Jazz pianist Erroll Garner was well-loved in the 1950s and '60s for his energetic playing. Thanks to the Erroll Garner Jazz Project, much of his music is being restored.
Courtesy of the Erroll Garner Jazz Project
Jazz pianist Erroll Garner was well-loved in the 1950s and '60s for his energetic playing. Thanks to the Erroll Garner Jazz Project, much of his music is being restored.

In 1955, jazz pianist Erroll Garner played a concert in Carmel, Calif. When his manager spotted a tape recorder rolling backstage, she grabbed the reels and decided to release them.

The sound was lousy, yet Concert by the Sea went on to become a huge hit. Pianist Geri Allen says that's because the playing is so exuberant.

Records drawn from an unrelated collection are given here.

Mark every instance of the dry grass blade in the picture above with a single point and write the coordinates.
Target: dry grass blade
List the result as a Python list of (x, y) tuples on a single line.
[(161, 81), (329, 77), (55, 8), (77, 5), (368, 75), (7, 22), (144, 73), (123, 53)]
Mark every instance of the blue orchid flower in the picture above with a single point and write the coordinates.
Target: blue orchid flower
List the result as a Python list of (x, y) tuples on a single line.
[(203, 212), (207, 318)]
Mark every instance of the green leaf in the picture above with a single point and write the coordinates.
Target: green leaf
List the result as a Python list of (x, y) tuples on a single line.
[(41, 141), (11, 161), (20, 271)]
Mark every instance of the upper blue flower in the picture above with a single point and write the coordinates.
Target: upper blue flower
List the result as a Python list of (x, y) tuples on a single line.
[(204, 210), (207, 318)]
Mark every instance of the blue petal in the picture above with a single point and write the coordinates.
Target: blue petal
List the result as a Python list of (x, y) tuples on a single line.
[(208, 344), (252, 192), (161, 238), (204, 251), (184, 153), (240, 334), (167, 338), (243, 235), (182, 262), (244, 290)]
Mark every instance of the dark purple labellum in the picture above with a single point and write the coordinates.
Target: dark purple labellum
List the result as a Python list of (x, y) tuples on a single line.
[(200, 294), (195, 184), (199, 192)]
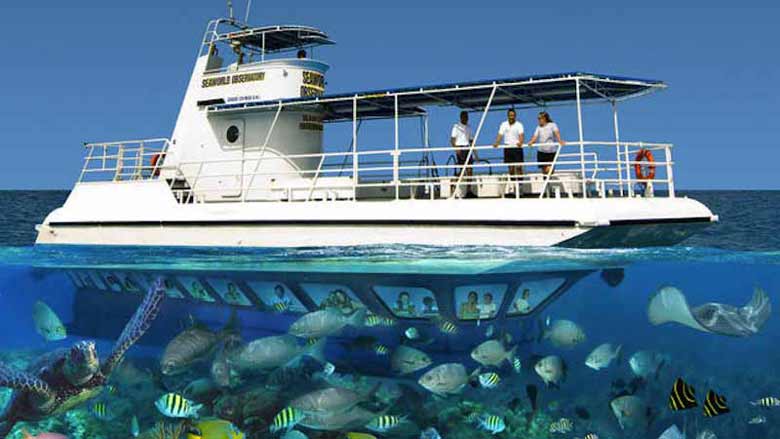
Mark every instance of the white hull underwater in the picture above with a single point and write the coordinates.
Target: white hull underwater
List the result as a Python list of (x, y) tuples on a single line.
[(146, 213)]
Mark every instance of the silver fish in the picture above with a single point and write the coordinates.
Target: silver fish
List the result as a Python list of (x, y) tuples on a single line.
[(275, 351), (492, 353), (630, 411), (446, 379), (564, 334), (602, 356), (47, 323), (407, 360), (551, 369), (326, 322)]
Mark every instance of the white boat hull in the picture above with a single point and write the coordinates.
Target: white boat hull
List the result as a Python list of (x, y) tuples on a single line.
[(145, 213)]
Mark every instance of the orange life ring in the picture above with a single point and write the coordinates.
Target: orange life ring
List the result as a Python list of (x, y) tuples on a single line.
[(644, 154), (156, 158)]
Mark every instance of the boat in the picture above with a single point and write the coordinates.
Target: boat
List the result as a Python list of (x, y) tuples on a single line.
[(246, 164)]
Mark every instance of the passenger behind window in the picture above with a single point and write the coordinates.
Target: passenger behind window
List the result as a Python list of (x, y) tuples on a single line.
[(403, 305), (470, 308), (487, 309)]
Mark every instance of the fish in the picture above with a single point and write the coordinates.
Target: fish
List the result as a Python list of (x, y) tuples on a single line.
[(491, 423), (446, 379), (562, 426), (101, 411), (214, 429), (768, 401), (631, 412), (602, 356), (174, 405), (715, 405), (492, 353), (326, 322), (564, 334), (135, 428), (330, 399), (328, 369), (669, 304), (275, 351), (48, 435), (646, 364), (195, 344), (445, 326), (517, 365), (286, 419), (430, 433), (672, 433), (683, 396), (552, 370), (47, 323), (407, 360), (489, 380), (384, 423)]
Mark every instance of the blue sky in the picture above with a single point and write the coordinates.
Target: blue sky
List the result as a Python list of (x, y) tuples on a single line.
[(93, 71)]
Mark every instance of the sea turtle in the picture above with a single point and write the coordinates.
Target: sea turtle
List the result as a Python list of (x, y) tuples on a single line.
[(62, 379)]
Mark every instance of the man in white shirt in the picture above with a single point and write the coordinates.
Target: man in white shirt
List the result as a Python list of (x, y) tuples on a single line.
[(512, 133), (461, 139)]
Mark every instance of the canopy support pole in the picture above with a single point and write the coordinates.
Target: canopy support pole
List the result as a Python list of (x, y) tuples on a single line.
[(582, 144), (617, 147)]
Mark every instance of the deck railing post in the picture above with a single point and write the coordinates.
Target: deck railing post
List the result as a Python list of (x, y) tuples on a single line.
[(582, 144), (617, 147)]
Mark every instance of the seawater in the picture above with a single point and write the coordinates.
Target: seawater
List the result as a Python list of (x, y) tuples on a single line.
[(605, 292)]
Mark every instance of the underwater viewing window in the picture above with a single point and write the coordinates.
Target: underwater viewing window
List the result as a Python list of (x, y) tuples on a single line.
[(531, 294), (408, 302), (277, 296), (229, 291), (333, 296), (479, 302)]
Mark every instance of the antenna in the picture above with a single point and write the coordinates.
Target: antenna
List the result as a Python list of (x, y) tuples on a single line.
[(248, 8)]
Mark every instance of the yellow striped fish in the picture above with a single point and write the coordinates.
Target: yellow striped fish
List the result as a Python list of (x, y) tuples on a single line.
[(769, 401), (100, 410), (288, 418), (683, 396), (489, 380), (715, 405), (492, 423), (174, 405), (384, 423)]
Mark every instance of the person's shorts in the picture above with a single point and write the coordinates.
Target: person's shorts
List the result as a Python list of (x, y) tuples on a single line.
[(513, 154), (544, 158)]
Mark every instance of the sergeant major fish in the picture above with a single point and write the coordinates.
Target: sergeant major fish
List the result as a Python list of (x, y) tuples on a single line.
[(326, 322)]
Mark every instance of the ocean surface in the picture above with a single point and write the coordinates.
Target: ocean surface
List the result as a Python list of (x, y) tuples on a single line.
[(396, 341)]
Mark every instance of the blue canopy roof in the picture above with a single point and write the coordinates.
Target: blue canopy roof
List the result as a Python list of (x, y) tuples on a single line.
[(540, 90)]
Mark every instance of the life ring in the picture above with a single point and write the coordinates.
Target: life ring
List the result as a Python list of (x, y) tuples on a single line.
[(642, 155), (153, 161)]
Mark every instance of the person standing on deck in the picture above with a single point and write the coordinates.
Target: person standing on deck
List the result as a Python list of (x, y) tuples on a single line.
[(461, 139), (547, 134), (512, 133)]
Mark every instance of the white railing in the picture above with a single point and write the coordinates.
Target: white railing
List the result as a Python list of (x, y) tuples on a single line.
[(601, 169)]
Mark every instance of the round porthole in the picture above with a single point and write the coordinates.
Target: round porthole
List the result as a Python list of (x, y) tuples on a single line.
[(233, 134)]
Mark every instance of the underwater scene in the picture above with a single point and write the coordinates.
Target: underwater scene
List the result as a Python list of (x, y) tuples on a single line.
[(395, 341)]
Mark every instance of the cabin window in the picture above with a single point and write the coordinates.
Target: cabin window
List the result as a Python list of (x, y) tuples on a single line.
[(276, 296), (233, 134), (479, 302), (408, 302), (530, 295), (333, 296)]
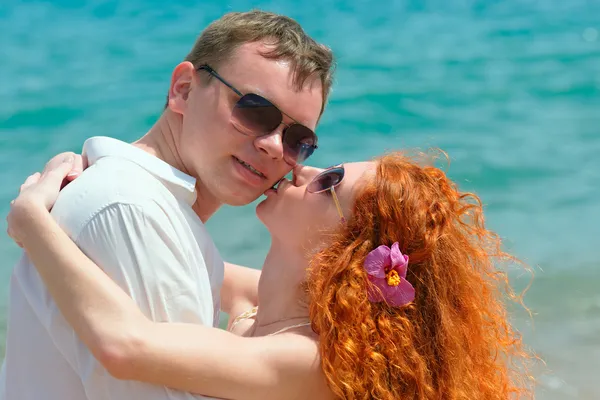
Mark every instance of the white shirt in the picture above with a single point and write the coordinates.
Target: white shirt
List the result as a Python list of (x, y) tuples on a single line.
[(131, 213)]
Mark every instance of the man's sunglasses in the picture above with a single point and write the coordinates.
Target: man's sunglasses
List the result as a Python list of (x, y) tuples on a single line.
[(253, 115), (327, 181)]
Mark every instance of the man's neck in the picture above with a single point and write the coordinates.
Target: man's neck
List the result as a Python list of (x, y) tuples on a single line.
[(160, 141), (280, 295)]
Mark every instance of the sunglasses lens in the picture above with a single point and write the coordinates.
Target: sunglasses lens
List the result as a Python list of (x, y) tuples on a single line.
[(254, 115), (326, 180), (298, 143)]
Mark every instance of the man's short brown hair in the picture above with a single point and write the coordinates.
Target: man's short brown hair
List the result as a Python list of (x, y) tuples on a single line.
[(284, 36)]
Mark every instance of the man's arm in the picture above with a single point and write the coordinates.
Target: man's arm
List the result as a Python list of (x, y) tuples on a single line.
[(139, 248), (189, 357)]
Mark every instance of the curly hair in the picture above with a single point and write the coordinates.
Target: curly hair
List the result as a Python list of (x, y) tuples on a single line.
[(454, 341)]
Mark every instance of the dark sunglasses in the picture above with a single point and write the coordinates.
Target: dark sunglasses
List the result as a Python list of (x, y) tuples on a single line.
[(253, 115), (327, 181)]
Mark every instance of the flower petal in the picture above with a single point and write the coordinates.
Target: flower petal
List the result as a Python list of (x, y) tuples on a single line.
[(399, 260), (377, 260), (401, 295), (375, 293)]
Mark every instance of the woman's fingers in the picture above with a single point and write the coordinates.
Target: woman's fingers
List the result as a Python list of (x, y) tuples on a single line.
[(79, 164), (31, 179)]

"And so after that, what we're really getting, without any barriers, is a sense of the way this man viewed the world," Allen says. "And what he wanted to give to the world, which was this wonderful energy."

Garner, who died in 1977, was popular around the world in the 1950s and '60s for his energetic playing, his swinging rhythm and his ability to improvise. He recorded hundreds of records and composed the standard "Misty." Now, a new archive — and a reissue of his best-selling album — have revived interest in his life and career.

Allen is one of the producers of the expanded and remastered recording of the album, called The Complete Concert by the Sea. It includes 11 unreleased tunes that were discovered on tapes in a huge archive of Garner's memorabilia.

Garner's manager, Martha Glaser, was executor of the pianist's estate. When Glaser died two years ago, her niece, Susan Rosenberg, inherited the archive.

"This was like a gift," she says. "A profound cultural gift."

She used the royalties from Garner's most famous composition, "Misty," to fund The Erroll Garner Jazz Project. Garner himself grew up in Pittsburgh and was completely self-taught — but when he became hugely popular in the late 1950s, critics began to dismiss him as a sellout. Rosenberg says the project aims to rectify that view.

"We came together to invigorate Erroll's musical legacy," she says, "to try to put him back into the canon of great jazz pianists of the 20th century and to support community-based jazz projects."

Steve Rosenthal is the owner of The Magic Shop, the Soho recording studio where hundreds of Garner's newly discovered recordings are being digitized and remastered. He has recordings of dating back to the 1930s; one of the earliest, from 1937, features Garner in the band at Heid Studios in Pittsburgh. It's a cover of a very popular song from that era, "Exactly Like You."

Erroll Garner was only 16 years old on that session. It was found among tapes with thousands of items that sat for decades in nine storage containers in New York City. Ethnomusicologist Jocelyn Arem spent the last two years sorting through the material and preparing it for donation to the University of Pittsburgh.

"This archive is extremely unique for the fact that it spans his entire career," Arem says. "There's everything from photographs to original tapes to his clothing — like his ties. So it really gives you a sense of who he was, where he was and what he was performing at that time."

Garner never learned to read music, but he had an extraordinary ear and ability to improvise. In a 1962 interview found the archive and labeled simply "CBS Radio," a host tells Garner he's heard the pianist can compose tune at the drop of the hat. Garner replies, "I have tried, and I'm pretty sure I can. "

For all of his virtuosity, Garner also understood that being popular meant connecting with his audience. He said, "I like to play what people want to hear."